The key is to recognize how much time accountants are spending on routine manual chores, then to determine how that time can be restructured to serve the more valuable, strategic interests of the organization. Embarking on such a transformation is easier said than done, of course, so Messina offers a framework that can be used by CFOs, CAOs, Controllers, and accounting teams to reduce manual work and increase strategic value.

A Simple Framework for Risk, Process & Strategy

“The framework is based on a simple triangle,” he says. “It covers three areas that are top of mind for Finance and Accounting, and all executives: risk, process, and strategy.

“Strategy is at the top of the triangle and risk and process are at the bottom. The key is to reduce the manual time the accounting team is spending to run its processes and mitigate risk, then move that time up to help with the organization’s strategic initiatives.”

That requires some analysis of the manual time spent and of the real strategic needs of the organization.

Calculating manual time can be deceiving, since it includes not just the time spent on accounting processes and risk mitigation, but the additional, often hidden time that accountants spend on related activities. An example: sending emails to get a process update from a co-worker. BlackLine research shows that such an action takes an average of 67 minutes to complete.

As a result, an analysis of time spent on Accounting must also include extraneous activities such as communicating via phone and email.

Automating Processes to Increase Time for Strategic Work

Bringing in process automation is the next step. But even though automation can be used to reduce manual process time and reduce risk, it’s important to make the best use of that new-found time.

As processes become more automated, Messina notes, your accounting group will now be saving hours of accountants’ time. But you shouldn’t stop there. The next challenge is to put those hours to strategic use.

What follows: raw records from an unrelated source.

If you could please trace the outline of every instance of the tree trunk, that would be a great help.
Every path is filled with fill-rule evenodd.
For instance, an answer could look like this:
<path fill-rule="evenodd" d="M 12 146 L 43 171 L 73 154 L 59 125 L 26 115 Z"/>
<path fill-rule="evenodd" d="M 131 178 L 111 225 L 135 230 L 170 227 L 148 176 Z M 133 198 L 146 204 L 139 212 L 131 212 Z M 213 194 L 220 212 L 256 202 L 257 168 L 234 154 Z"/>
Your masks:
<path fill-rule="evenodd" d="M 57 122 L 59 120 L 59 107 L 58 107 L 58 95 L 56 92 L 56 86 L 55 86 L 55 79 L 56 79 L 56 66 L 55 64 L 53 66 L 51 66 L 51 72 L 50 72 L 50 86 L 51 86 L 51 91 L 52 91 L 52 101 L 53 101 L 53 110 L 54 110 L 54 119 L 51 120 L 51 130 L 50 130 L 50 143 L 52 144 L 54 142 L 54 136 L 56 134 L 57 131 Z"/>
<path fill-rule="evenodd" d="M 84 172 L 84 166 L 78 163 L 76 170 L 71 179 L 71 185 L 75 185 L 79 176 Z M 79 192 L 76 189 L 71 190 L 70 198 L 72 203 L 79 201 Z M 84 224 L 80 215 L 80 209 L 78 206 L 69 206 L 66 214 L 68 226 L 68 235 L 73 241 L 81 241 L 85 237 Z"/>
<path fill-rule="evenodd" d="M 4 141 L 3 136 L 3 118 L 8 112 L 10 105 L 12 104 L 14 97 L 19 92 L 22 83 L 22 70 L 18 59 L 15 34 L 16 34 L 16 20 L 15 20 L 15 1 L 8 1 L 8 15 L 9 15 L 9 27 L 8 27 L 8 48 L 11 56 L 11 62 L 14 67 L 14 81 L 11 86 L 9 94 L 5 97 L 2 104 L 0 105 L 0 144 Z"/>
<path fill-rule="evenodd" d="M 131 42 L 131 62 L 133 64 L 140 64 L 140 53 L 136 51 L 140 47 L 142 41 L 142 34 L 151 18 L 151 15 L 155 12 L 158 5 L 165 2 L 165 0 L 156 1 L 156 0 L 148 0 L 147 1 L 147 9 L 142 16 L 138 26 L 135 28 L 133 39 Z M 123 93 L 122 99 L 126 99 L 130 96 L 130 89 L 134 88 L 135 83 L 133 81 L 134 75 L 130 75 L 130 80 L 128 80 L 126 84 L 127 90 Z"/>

“Managing cost is important,” he says. “But if it’s your only focus, then you’re missing an opportunity to shift to adding more value through strategic initiatives.”

That strategic work might include upgrading to a new ERP, supporting an acquisition, or adopting new accounting technology. Your job now is to determine what exactly are your organization’s strategic priorities and prepare your team to find ways to contribute.

This will require Accounting and Finance to communicate with company leadership, and that’s always a good thing. This is also where the triangle framework comes in.

Presenting Your Strategy to Executives

“The triangle gives you the foundation to say ‘Alright, I think I have my business case. How am I going to translate this time into optimizing the strategic part of the triangle?’ Because that’s how you’re going to present this to your executive team.”

Messina points out that, as a CPA, he has worked in Accounting and Finance for 30 years. He understands how accountants think and notes that accountants are, by nature, strategic thinkers.

“We accountants are taught to make sense of things. We don’t just count things, we interpret them and we make predictions about the future. So, if we’re asked to help create new insights for the CEO and the CFO, and any other C-level who’s making decisions—why not spend more time doing that?”